Unsupervised Learning
Finding structure without labels
A learning style where the model finds hidden structure, clusters, or patterns in unlabeled data on its own.
In unsupervised learning nobody tells the model "the right answer". The model is given raw data and asked to find structure inside it: "how similar are these users?", "which transaction stands out?", "how many themes show up in this corpus?".
Three main use cases. Clustering groups similar items — customer segmentation, document organization. Dimensionality reduction compresses high-dimensional data into 2–3 dimensions a human can grasp — PCA, t-SNE, UMAP. Anomaly detection picks out the odd one in a crowd — fraud, sensor failure.
Its strength is working without labels; in the real world, 99% of data is unlabeled. Its weakness is that the model finds structure but never tells you what it means. It says "here are three clusters"; deciding they correspond to "VIPs", "discount-hunters", and "one-off buyers" is on you.
You walk into a new library. Books are stacked randomly, no labels. By cover color, thickness, font, language, you start grouping them yourself. Yellow novels pile up here, red textbooks there. No one told you the categories — you derived structure from the data. Later, when a new book arrives, you can place it instantly.
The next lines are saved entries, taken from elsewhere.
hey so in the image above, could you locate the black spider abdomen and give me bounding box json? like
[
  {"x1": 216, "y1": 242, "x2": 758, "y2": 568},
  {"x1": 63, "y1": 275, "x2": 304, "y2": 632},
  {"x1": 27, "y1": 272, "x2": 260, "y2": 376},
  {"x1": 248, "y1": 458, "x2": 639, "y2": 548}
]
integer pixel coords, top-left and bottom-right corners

An e-commerce company knows a lot about its 2M customers: age, spend, what they buy, how often they visit, which campaigns they respond to. But there is no "type" label per customer. The marketing team can't manage 200 segments — it wants a small number of meaningful groups.
K-means clusters customers into 5 groups by similarity. Analysis follows: cluster one is "monthly visitor, high basket, premium items", cluster two is "weekly bargain hunters", cluster three is "twice-a-year big spenders", and so on. Each gets its own campaign, tone, channel. There were no labels — the model found the structure, humans gave it meaning.
from sklearn.cluster import KMeans
from sklearn.preprocessing import StandardScaler
import numpy as np
# Unlabeled customer data: spend, visit frequency, basket size
X = np.array([
[1200, 4, 350], [80, 1, 25],
[950, 3, 280], [60, 1, 30],
[1100, 5, 400], [90, 2, 35],
# ... thousands more rows
])
# Bring features to the same scale (critical for distance-based algos)
X_scaled = StandardScaler().fit_transform(X)
# Find 3 clusters
model = KMeans(n_clusters=3, random_state=42, n_init=10)
labels = model.fit_predict(X_scaled)
# Every customer now has a cluster number
# Interpreting them is the human's job: cluster 0 = VIP, etc.
print(labels)- Labels are missing or expensive to obtain
- You're exploring: 'what's in this data?'
- Customer segmentation, document grouping, anomaly detection
- Pre-processing for supervised models: feature extraction, dim. reduction
- Success depends on a specific target (label) — use supervised
- Explainability is mandatory — cluster interpretation is subjective
- Data is scarce — discovery needs volume
Picking the wrong number of clusters
In K-means you decide 'how many clusters'. Wrong choice produces meaningless splits. Elbow method, silhouette score etc. let the data tell you the right K.
Scale differences
If one feature spans 0–1 and another 0–100,000, the larger-scale one dominates clustering. Always normalize with StandardScaler or MinMaxScaler before fitting distance-based algorithms.
Interpretation illusion
If the model finds 5 clusters, you assume 5 meaningful segments exist. Maybe 2 are random noise. Validate clusters against business context — don't run a campaign on imaginary segments.